CSU faculty likely to accept tentative contract

Press-Democrat 4/4/07

A tentative agreement announced Tuesday between CSU and a union representing 25,000 teachers, including those at Sonoma State University, heads off strikes that were to begin next week.

The proposed four-year contract calls for a 22.7 percent pay increase, the thorniest of the issues that kept the California Faculty Association and the university system apart for 23 months.

"We expect our members to ratify," said John Travis, union president.
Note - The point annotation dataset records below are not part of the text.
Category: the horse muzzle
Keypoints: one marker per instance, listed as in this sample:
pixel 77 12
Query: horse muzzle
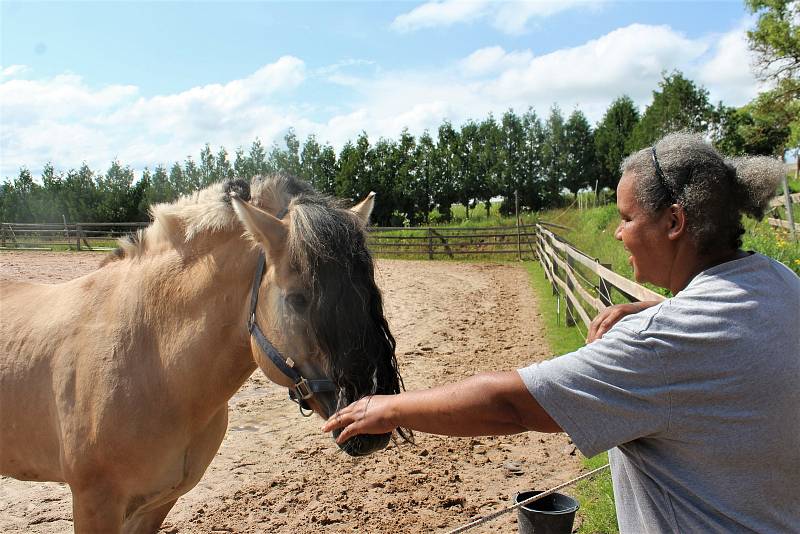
pixel 364 444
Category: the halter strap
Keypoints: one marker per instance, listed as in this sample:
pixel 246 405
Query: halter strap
pixel 303 389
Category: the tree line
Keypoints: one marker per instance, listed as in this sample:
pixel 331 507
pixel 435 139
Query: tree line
pixel 535 159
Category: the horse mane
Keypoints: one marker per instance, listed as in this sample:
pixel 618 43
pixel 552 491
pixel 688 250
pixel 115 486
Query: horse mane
pixel 328 247
pixel 207 212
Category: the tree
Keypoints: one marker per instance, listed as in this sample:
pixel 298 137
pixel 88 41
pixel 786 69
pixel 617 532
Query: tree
pixel 611 137
pixel 116 202
pixel 530 195
pixel 309 157
pixel 776 42
pixel 470 154
pixel 581 163
pixel 81 194
pixel 512 166
pixel 160 189
pixel 448 171
pixel 257 164
pixel 425 155
pixel 678 105
pixel 222 167
pixel 325 172
pixel 776 38
pixel 285 160
pixel 490 164
pixel 554 157
pixel 207 171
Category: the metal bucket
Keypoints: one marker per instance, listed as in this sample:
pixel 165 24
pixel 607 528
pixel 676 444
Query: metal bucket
pixel 553 514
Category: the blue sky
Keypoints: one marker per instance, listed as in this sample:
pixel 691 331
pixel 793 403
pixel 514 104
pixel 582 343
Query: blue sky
pixel 152 82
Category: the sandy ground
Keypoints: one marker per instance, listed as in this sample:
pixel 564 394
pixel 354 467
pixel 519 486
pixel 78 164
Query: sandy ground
pixel 276 472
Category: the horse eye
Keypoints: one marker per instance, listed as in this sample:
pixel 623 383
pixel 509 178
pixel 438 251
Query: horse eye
pixel 298 301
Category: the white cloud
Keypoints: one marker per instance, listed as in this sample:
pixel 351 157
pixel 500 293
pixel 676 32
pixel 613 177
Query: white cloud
pixel 12 70
pixel 67 122
pixel 64 120
pixel 493 59
pixel 509 17
pixel 728 71
pixel 444 13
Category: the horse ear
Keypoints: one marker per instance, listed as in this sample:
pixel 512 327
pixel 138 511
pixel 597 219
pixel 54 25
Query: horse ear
pixel 269 231
pixel 364 208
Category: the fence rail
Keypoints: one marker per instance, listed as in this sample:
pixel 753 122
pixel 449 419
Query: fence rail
pixel 585 283
pixel 511 241
pixel 785 201
pixel 78 236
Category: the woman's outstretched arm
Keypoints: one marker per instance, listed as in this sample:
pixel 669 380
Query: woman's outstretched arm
pixel 483 405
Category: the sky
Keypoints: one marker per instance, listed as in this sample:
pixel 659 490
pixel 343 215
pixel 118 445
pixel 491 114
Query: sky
pixel 151 83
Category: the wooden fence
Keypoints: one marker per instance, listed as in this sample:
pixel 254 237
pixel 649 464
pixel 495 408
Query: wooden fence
pixel 586 283
pixel 429 242
pixel 78 236
pixel 785 201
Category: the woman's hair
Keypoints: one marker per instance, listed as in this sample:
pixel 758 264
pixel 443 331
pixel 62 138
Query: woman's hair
pixel 681 168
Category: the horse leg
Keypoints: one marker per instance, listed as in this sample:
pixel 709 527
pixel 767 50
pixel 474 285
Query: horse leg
pixel 97 510
pixel 148 522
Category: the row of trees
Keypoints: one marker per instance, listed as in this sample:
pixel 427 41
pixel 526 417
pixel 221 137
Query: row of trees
pixel 539 158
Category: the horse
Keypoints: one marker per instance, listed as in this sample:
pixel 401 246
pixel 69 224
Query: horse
pixel 117 383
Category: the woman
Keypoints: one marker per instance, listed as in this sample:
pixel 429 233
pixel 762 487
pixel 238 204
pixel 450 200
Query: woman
pixel 696 397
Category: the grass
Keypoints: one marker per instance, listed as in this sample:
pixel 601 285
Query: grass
pixel 593 232
pixel 595 495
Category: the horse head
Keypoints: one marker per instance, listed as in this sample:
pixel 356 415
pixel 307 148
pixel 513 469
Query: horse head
pixel 319 312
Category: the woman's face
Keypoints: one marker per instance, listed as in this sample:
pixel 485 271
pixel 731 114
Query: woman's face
pixel 644 236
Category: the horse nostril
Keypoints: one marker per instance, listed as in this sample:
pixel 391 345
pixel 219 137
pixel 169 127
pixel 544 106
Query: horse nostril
pixel 364 444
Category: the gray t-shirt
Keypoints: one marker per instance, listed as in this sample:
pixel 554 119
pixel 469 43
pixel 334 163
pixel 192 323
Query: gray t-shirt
pixel 700 396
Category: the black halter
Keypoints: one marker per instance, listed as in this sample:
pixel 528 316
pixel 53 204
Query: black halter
pixel 303 389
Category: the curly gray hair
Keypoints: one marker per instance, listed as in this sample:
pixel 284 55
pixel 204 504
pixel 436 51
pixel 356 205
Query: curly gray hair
pixel 681 168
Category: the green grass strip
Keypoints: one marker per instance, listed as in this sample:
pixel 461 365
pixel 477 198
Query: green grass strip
pixel 596 496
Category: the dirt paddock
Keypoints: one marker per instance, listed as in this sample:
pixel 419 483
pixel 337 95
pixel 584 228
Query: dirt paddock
pixel 276 471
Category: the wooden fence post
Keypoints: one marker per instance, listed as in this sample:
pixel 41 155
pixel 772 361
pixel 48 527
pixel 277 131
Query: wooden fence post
pixel 789 214
pixel 519 237
pixel 570 316
pixel 603 289
pixel 430 243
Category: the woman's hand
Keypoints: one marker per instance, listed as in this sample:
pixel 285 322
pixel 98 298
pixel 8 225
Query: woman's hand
pixel 609 317
pixel 370 415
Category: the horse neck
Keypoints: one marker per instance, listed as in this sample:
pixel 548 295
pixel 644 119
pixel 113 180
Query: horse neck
pixel 203 309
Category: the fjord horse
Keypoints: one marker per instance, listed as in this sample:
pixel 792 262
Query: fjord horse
pixel 117 382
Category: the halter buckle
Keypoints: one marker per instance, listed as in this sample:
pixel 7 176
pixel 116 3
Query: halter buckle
pixel 303 389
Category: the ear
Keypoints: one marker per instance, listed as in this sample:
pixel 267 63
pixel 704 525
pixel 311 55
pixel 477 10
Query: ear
pixel 364 208
pixel 267 230
pixel 677 222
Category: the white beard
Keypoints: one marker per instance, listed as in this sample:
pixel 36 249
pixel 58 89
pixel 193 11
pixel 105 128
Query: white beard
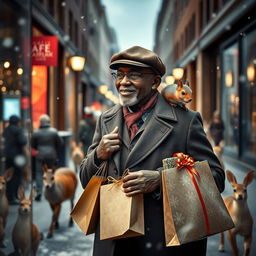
pixel 125 101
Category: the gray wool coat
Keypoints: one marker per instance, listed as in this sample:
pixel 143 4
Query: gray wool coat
pixel 167 130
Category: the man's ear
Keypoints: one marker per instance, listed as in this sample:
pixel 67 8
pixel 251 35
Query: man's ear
pixel 156 82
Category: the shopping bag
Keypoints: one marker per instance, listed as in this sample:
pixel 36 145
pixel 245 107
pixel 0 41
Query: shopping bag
pixel 193 206
pixel 86 211
pixel 120 216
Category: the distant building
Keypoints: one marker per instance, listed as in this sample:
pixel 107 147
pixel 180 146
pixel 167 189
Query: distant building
pixel 215 41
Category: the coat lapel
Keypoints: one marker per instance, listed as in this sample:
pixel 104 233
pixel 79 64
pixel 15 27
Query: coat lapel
pixel 154 132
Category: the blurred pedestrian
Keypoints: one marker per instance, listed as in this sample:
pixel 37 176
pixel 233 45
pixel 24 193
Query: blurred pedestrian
pixel 86 130
pixel 15 141
pixel 216 128
pixel 46 145
pixel 138 134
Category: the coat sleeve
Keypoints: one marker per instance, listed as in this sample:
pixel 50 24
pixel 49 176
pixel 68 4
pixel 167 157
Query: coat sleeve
pixel 88 166
pixel 200 149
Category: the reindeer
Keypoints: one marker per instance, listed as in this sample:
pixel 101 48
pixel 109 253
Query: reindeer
pixel 77 154
pixel 240 213
pixel 25 235
pixel 4 205
pixel 60 185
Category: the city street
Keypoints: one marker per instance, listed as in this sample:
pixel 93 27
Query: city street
pixel 72 242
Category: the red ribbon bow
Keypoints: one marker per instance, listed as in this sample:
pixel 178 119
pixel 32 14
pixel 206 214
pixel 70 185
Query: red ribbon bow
pixel 188 162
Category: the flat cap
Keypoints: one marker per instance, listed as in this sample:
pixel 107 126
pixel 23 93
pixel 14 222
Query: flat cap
pixel 140 57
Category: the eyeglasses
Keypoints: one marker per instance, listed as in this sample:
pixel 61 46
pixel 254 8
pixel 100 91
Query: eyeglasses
pixel 131 76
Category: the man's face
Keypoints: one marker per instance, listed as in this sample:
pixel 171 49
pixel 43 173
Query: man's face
pixel 136 86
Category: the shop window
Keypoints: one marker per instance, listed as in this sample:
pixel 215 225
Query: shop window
pixel 249 118
pixel 39 93
pixel 231 97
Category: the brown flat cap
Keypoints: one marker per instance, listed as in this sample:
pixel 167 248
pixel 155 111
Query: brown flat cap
pixel 140 57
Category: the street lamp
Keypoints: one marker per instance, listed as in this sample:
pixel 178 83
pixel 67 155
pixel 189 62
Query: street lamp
pixel 77 63
pixel 178 73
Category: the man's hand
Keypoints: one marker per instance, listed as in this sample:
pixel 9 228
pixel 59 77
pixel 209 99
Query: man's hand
pixel 109 143
pixel 143 181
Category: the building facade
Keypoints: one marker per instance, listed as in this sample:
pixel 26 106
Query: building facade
pixel 214 41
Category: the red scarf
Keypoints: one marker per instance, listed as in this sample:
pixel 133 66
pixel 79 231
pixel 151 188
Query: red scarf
pixel 132 118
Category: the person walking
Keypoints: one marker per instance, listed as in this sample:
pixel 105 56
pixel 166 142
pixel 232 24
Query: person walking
pixel 138 134
pixel 14 143
pixel 46 144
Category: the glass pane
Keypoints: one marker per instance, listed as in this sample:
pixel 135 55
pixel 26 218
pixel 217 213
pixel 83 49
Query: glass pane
pixel 250 96
pixel 231 97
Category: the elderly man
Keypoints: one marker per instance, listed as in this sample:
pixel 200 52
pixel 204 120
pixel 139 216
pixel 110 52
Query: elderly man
pixel 137 134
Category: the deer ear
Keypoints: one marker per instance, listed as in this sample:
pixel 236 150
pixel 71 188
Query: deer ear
pixel 231 178
pixel 32 193
pixel 180 84
pixel 187 83
pixel 248 178
pixel 21 193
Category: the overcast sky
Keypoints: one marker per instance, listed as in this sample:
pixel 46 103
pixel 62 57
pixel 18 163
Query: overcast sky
pixel 133 20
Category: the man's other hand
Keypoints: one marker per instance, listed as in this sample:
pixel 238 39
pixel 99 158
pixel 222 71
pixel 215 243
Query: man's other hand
pixel 143 181
pixel 109 143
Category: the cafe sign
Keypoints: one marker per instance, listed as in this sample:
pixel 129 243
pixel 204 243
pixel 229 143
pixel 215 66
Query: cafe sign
pixel 45 50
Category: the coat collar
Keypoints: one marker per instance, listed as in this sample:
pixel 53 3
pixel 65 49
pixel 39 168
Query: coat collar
pixel 157 129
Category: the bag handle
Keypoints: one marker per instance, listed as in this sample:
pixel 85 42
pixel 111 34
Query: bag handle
pixel 103 170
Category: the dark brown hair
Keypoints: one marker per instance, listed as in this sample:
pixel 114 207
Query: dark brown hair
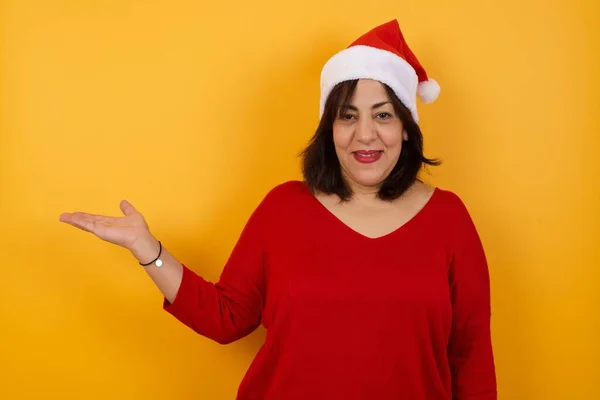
pixel 321 167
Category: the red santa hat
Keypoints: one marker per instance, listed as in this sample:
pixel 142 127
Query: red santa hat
pixel 381 54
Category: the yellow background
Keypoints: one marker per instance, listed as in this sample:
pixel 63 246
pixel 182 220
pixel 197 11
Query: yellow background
pixel 193 110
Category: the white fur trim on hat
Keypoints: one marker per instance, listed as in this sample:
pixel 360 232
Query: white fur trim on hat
pixel 365 62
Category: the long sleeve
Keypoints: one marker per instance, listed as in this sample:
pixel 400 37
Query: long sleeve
pixel 470 349
pixel 231 308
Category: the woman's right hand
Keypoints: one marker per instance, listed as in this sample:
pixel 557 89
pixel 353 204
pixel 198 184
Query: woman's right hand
pixel 129 231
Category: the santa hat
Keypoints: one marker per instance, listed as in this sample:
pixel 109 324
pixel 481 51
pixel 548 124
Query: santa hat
pixel 383 55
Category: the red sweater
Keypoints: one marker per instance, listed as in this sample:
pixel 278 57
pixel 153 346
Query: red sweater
pixel 404 316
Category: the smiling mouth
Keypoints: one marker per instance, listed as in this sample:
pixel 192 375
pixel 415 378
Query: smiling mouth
pixel 367 156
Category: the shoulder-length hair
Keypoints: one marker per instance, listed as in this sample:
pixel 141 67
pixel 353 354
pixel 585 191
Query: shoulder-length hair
pixel 321 167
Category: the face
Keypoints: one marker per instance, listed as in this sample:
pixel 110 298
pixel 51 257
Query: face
pixel 368 136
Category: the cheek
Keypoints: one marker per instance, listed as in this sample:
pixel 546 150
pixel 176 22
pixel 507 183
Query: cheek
pixel 393 140
pixel 341 139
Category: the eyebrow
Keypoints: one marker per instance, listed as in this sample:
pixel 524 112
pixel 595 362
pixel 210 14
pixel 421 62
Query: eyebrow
pixel 374 106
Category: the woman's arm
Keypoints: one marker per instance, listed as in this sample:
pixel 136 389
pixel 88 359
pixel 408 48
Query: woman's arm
pixel 470 349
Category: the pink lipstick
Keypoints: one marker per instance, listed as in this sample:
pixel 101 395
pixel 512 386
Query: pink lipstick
pixel 367 156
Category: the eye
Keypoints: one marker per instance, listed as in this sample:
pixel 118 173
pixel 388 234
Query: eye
pixel 384 115
pixel 346 117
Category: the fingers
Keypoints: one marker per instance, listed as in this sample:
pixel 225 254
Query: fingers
pixel 80 220
pixel 127 208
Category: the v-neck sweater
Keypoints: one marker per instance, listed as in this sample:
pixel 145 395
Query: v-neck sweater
pixel 402 316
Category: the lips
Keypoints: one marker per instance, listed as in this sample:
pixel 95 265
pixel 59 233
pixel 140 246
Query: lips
pixel 367 156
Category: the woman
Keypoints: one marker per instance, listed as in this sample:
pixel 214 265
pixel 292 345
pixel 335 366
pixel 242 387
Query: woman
pixel 370 283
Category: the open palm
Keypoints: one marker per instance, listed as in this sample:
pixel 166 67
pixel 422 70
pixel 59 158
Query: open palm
pixel 122 231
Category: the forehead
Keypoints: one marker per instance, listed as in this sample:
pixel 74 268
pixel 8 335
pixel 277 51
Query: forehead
pixel 369 91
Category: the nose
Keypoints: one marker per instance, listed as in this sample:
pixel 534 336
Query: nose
pixel 365 131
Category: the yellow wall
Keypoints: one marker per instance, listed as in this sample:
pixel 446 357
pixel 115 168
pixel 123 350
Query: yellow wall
pixel 193 111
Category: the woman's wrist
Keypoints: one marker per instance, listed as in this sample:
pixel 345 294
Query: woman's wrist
pixel 145 248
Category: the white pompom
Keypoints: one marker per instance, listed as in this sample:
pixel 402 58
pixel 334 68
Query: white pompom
pixel 428 91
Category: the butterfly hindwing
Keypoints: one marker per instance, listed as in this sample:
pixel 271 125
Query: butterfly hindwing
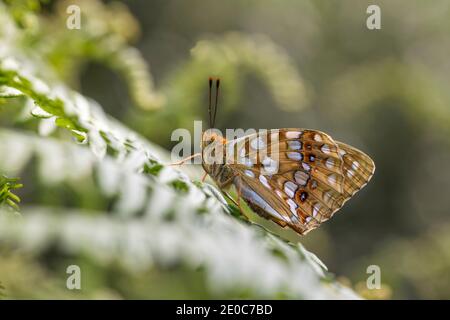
pixel 298 177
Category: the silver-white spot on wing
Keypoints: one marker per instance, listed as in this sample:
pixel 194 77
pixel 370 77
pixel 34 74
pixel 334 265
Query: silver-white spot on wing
pixel 264 181
pixel 293 134
pixel 301 177
pixel 290 188
pixel 294 156
pixel 249 173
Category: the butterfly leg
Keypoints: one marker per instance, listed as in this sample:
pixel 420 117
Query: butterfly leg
pixel 238 204
pixel 182 161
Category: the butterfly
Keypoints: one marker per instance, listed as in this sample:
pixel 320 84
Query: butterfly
pixel 295 177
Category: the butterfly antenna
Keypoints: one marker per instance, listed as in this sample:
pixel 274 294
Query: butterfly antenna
pixel 209 103
pixel 216 102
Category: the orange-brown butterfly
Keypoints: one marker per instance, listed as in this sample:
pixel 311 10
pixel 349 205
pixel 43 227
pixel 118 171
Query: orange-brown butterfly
pixel 294 177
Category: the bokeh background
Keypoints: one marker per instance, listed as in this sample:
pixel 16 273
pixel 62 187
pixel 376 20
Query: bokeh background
pixel 310 64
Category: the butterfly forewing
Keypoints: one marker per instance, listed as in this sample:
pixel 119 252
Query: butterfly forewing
pixel 297 177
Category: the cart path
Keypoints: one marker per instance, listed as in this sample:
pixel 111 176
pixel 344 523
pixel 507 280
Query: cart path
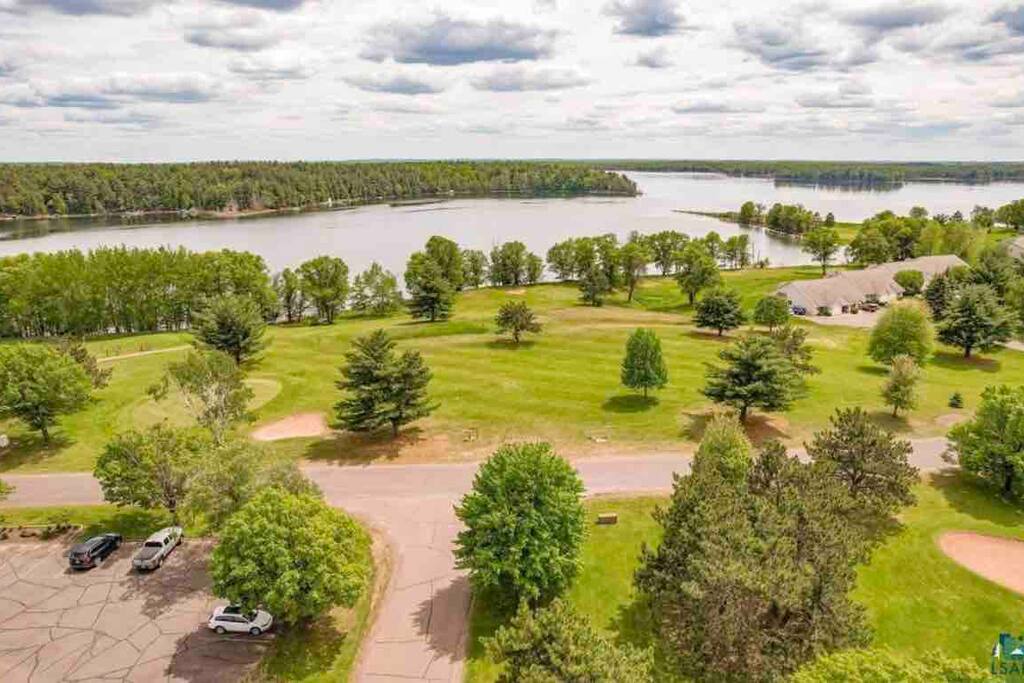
pixel 420 631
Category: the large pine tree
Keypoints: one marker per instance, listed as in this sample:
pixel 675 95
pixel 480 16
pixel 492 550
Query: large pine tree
pixel 383 388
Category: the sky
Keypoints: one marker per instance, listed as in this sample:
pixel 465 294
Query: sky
pixel 181 80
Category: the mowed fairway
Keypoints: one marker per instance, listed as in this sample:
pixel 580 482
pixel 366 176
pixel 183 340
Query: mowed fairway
pixel 561 385
pixel 918 600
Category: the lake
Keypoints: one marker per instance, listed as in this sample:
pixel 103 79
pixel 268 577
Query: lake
pixel 388 233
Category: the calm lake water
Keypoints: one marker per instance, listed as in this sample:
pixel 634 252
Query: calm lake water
pixel 388 233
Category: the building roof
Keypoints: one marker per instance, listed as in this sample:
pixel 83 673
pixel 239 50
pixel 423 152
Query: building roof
pixel 855 286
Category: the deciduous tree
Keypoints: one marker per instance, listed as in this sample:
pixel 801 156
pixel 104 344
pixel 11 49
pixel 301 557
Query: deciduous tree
pixel 822 244
pixel 516 317
pixel 902 330
pixel 325 285
pixel 292 555
pixel 524 524
pixel 151 469
pixel 38 384
pixel 376 291
pixel 719 309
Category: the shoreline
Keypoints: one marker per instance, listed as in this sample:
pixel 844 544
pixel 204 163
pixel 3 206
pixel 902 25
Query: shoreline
pixel 330 205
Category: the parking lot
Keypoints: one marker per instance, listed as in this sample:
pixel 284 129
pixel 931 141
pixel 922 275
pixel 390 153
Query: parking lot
pixel 112 623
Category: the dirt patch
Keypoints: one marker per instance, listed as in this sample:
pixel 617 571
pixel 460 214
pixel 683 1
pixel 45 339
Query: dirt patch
pixel 950 419
pixel 998 560
pixel 294 426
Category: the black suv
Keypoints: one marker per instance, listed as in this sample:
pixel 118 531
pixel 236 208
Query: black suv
pixel 87 554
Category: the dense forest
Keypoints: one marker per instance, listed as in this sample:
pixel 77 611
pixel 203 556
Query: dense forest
pixel 35 189
pixel 837 173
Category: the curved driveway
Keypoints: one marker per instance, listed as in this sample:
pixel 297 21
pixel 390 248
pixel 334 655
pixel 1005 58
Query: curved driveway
pixel 421 627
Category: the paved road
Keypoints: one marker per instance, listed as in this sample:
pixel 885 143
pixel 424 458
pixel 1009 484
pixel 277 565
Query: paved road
pixel 420 631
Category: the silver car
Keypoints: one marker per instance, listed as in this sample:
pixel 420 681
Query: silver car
pixel 157 548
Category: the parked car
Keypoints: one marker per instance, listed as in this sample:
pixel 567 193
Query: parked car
pixel 157 548
pixel 232 620
pixel 90 553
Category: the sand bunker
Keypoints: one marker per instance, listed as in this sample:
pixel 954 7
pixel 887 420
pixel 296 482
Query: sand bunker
pixel 294 426
pixel 999 560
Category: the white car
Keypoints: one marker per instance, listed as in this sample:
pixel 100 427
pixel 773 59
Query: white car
pixel 157 548
pixel 231 620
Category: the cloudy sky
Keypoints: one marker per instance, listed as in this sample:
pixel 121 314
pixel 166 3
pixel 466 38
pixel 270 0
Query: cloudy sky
pixel 152 80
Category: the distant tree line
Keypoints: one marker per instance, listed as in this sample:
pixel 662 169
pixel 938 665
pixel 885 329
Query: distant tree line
pixel 32 189
pixel 826 172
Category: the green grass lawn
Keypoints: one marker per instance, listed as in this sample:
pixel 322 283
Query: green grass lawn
pixel 918 600
pixel 562 385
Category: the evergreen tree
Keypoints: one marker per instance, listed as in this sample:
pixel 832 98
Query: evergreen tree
pixel 755 375
pixel 382 388
pixel 231 325
pixel 593 286
pixel 719 309
pixel 448 256
pixel 976 321
pixel 869 462
pixel 430 295
pixel 643 367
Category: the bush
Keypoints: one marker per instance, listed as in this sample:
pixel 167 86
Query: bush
pixel 912 282
pixel 292 555
pixel 903 330
pixel 524 524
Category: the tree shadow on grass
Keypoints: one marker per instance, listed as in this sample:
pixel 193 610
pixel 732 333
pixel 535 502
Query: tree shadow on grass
pixel 29 449
pixel 634 625
pixel 350 447
pixel 631 402
pixel 956 361
pixel 975 498
pixel 885 419
pixel 876 371
pixel 505 344
pixel 711 336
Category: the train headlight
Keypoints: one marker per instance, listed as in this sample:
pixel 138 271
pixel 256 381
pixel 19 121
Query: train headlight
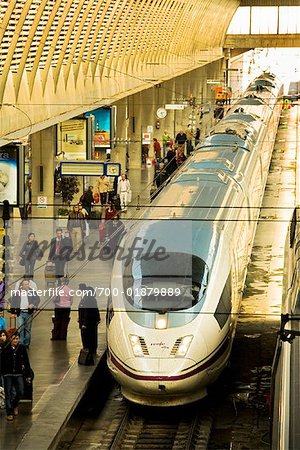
pixel 136 345
pixel 184 345
pixel 161 322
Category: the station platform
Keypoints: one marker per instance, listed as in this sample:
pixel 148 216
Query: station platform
pixel 59 381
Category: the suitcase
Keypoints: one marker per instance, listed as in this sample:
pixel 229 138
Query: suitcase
pixel 102 231
pixel 28 391
pixel 12 326
pixel 85 357
pixel 50 272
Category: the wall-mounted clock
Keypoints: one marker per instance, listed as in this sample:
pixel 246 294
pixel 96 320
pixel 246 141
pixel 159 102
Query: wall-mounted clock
pixel 161 113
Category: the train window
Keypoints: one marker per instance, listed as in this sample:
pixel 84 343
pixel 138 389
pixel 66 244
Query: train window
pixel 224 306
pixel 176 283
pixel 293 228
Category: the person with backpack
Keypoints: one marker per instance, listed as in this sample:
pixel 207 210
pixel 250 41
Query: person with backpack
pixel 14 367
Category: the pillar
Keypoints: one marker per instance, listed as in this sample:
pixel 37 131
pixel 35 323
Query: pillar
pixel 43 144
pixel 135 131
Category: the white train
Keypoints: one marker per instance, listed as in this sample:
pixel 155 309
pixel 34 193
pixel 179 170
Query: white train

We think it's a good deal, but they will make the final decision."

CSU Chancellor Charles B. Reed said the agreement "strikes a realistic balance between providing deserved raises to our faculty and our limited financial resources."

Over the life of the contract, the average salary of tenured faculty members would increase from $86,000 to $105,465 a year and of tenure-track faculty members from $74,000 to $90,749 a year.

The contract will cost the university system $400 million over four years, officials said.

The pay increases would bring pay for tenure-track faculty members in line with comparable universities, making it easier to attract new teachers.

"The problem is, we had a couple of searches for new faculty that ended with nobody," said Andy Merrifield, an SSU professor and president of the campus chapter of the faculty association. "We are losing a certain number of faculty who are coming in, and they like the campus and they like the area and they don't like the poverty. They move on. That is no way to build a university."

The tentative agreement was reached over the weekend and closely tracks the report released by a fact-finding committee that intervened after negotiations reached a stalemate last fall. It still has to be approved by the faculty association's 12,000 members and the CSU board of trustees.

The association represents 25,000 full- and part-time teachers, librarians and coaches at the 23 CSU campuses. At SSU, it represents about 500 faculty members.

Union officials said a vote would be taken within the next few weeks.